Um dos temas que mais tem estado em discussão nos últimos tempos tem sido o suposto incremento do extremismo na política, com o ganho de preponderância dos partidos ou líderes que defendem propostas mais distantes dos tradicionais centros políticos. Em particular, tem-se verificado o crescimento, nas democracias, dos partidos de extrema-direita e da direita populista (que também é extremada). Ao mesmo tempo, há quem identifique movimentos simétricos à esquerda, como a extrema-esquerda e a esquerda populista (ex: Podemos em Espanha).

Em Portugal, este fenómeno materializou-se através do surgimento do Chega, mas também através de alguns políticos ou candidatos do PSD (vide Suzana Garcia) e do CDS (a Tendência Esperança em Movimento). Por outro lado, há a acusação de que o PS sucumbiu ao extremismo, ao ter aceitado o PCP e o Bloco de Esquerda como partidos de suporte ao seu governo, aquando da geringonça.

À escala internacional temos Bolsonaro, Marine Le Pen, Erdogan ou Orbán (e tivemos Trump) como exemplos paradigmáticos da força desse extremismo. No Parlamento Europeu, até já há um grupo político que congrega estes extremistas, o grupo “Identidade e Democracia”.

Para muitos analistas, este é um problema, uma malignidade democrática que urge eliminar. Mas vejamos com mais atenção: a classificação de alguém, ou de algum partido, como extremista não pode ser vista, de imediato, como um atestado de aberração ou indigência moral. Na verdade, extremismo é sempre uma medida da distância face ao centro, não um qualificativo de mal. Aliás, se o centro for a barbárie, num extremismo oposto estará a virtude. Se no centro for a violência, no extremo oposto está o pacifismo.

Ao longo da história, são inúmeros os exemplos de extremistas que, hoje, seriam classificados de heróis morais. Desde Galileu a Gandhi, passando pelo Padre António Vieira, Francisco de Assis, Hypátia ou Olympe de Gouges, são inúmeros os exemplos daqueles que tinham ideias extremadas à época e que, hoje, são consideradas as ideias certas.

Não penso, portanto, que a discussão política deva ser feita no maniqueísmo “extremos mal”, “centros bem”.  O que tem que ser feito é, cada um, estabelecer os seus padrões morais e encontrar os representantes políticos que mais se enquadrem nesses padrões.

Inevitavelmente, teremos pessoas com diferentes padrões morais.

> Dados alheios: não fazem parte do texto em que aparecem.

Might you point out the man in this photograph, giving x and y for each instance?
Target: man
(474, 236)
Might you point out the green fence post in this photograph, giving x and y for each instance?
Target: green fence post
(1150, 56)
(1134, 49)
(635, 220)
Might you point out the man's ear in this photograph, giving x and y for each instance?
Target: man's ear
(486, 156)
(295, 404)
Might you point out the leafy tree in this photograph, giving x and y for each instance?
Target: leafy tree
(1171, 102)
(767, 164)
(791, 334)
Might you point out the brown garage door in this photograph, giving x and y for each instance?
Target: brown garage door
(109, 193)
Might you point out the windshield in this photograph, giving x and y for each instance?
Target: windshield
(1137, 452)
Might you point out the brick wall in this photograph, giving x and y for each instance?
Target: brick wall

Em democracia, impor-se-á o padrão moral maioritário, o que não quer dizer que seja um bom padrão moral.  Por isso, pouco importa o classificativo extremista.

Ao avaliarmos um partido como o Chega é irrelevante o classificativo “extremista”. O que temos que fazer é avaliar as suas propostas concretas e a ideologia subjacente. Se o Chega tivesse uma maioria absoluta, deixaria de ser um partido extremista e passaria a ser um partido do centro, um novo centro é certo, mas centro, porque teria havido uma inflexão moral no povo português.

Quem é contra as propostas anti-humanistas do Chega, pouco importa se o Chega é extremista ou representa o centro, será sempre contra essas propostas.  É o conteúdo das políticas que tem que ser discutido, sendo irrelevante o adjectivo extremista (seja de esquerda ou de direita). Curiosamente, até já há aqueles que se querem apelidar de radicais do centro…

Entendamo-nos: em democracia, há lugar para todas as opiniões, estejam elas mais próximas ou mais afastadas do centro circunstancial. E o combate ideológico tem que ser feito no campo das ideias, não no campo dos adjectivos ou dos epítetos.

Alguém que, por exemplo, entenda que o capitalismo actual está a ser nocivo à sociedade e ao planeta, e defenda um outro sistema económico, será classificado de extremista. Acontece que até pode estar cheio de razão. Ou seja, classificar alguém de extremista nada diz sobre a pessoa classificada, mas diz muito sobre quem qualifica: quer rotular e não quer debater os méritos das ideias.

Eu não me importo nada que me chamem extremista na minha defesa do humanismo (que impede a pena de morte, ou qualquer tipo de castração física penal) ou na minha intransigência para com todas as formas de ditadura e de subjugação (pondo a democracia sempre à frente das ditaduras) ou ainda na defesa de um Estado Social “à países nórdicos” que muitos, hoje, consideram um extremismo socialista…

Uma democracia só é forte quando sabemos debater ideias sem insultar ou tentar diminuir os outros. Façamos esse processo de maturação.

O autor escreve de acordo com a antiga ortografia.